Nov 202018
 

Riceviamo e pubblichiamo.

Lunedì 19 novembre si è svolto, presso il tribunale di Torino, il processo di primo grado che vedeva due compas della Cassa AntiRep delle Alpi occidentali imputati per un acceso diverbio avvenuto con carabinieri in borghese nel dicembre 2017.
Il processo si è chiuso con la condanna di entrambi gli imputati a 8 mesi per resistenza e danneggiamento, ma ha anche annullato le misure cautelari a cui erano sottoposti dallo scorso 21 marzo.
Riportiamo qui sotto la dichiarazione letta in aula dagli imputati.
Contro divise, galere, misure e restrizioni!

Se siamo oggi in quest’aula ed abbiamo valutato opportuno intervenire nel processo con una nostra dichiarazione non è per entrare tecnicamente nel merito dei fatti specifici di cui siamo imputati: sappiamo benissimo che di fronte ad una ricostruzione senza testimoni da parte di appartenenti alle forze dell’ordine – per quanto lacunosa, adulterata e contraddittoria questa possa risultare – una nostra versione dei fatti avrebbe ben poco peso.
Prendiamo quindi l’occasione piuttosto, anche oggi, per non avallare con il nostro silenzio il ricorso alle misure cautelari in funzione oggettivamente repressiva e punitiva che è andato consolidandosi come consuetudine, specie – ma non solo – per la Procura di questa città.

Di fatto, obblighi e divieti di dimora, obblighi di firma, avvisi orali e sorveglianze speciali hanno assunto il ruolo di strumenti privilegiati al fine di perseguire persone e ambiti collettivi che esprimono un’alterità critica all’ordine vigente, al di là della rilevanza penale che le condotte a loro imputate possano rivestire.
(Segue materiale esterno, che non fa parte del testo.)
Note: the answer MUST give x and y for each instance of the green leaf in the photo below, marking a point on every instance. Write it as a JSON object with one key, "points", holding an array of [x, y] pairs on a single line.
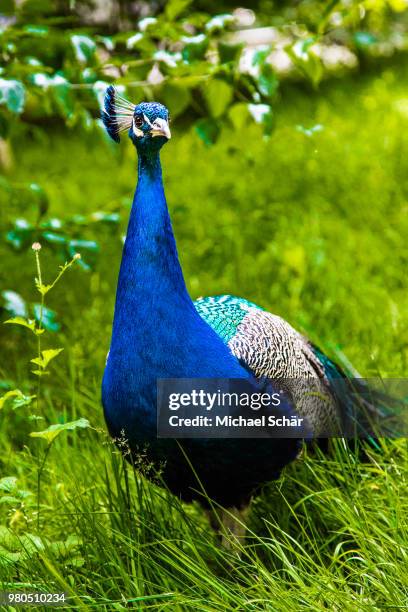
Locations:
{"points": [[363, 40], [262, 114], [267, 81], [46, 356], [229, 52], [195, 47], [47, 316], [219, 23], [12, 94], [174, 8], [84, 47], [53, 431], [176, 97], [43, 289], [8, 484], [18, 399], [218, 95], [21, 321], [14, 303]]}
Riteniamo quindi che questi strumenti, al pari di una sempre più invasiva presenza di divise e apparati di controllo disseminati su ogni territorio, siano oggettivamente uno dei tanti segni dell’evolversi in senso sempre più autoritario, discriminante e repressivo della società in cui ci troviamo a vivere.

Ora, senza nulla togliere alla portata repressiva di altri analoghi provvedimenti, prendiamo ad esempio il nostro caso: dal 21 marzo scorso siamo obbligati a firmare tutti i giorni (periodicità che per uno degli imputati è scesa a tre giorni a settimana dall’inizio di novembre) presso una caserma distante 20 km dal nostro domicilio, ovvero quasi 8 mesi di obblighi giornalieri per un diverbio dalle conseguenze oggettivamente di scarsissimo rilievo. Una limitazione della libertà personale, un notevole dispendio di energie e di risorse economiche che di fatto costituiscono una vera e propria pena da scontare in attesa che un tribunale si esprima sulla nostra colpevolezza o meno.
Un astuto meccanismo giudiziario a cui si aggiunge la beffa: in caso di condanna, il periodo di limitazione della libertà a cui si è stati sottoposti non serve neppure, per legge, in termini di pena già scontata.
Siamo convinti che la Legge non sia che una leva tra le tante per piegare la vita delle persone ai dettami di un ordine ingiusto e prevaricatore. Ed è per questo che in tempi così bui di assuefazione ad un ordine di tale natura confidiamo, anche con questa dichiarazione, di dare il nostro contributo ad una più ampia presa di coscienza e di posizione nei confronti dei meccanismi di controllo e coercizione individuale e sociale.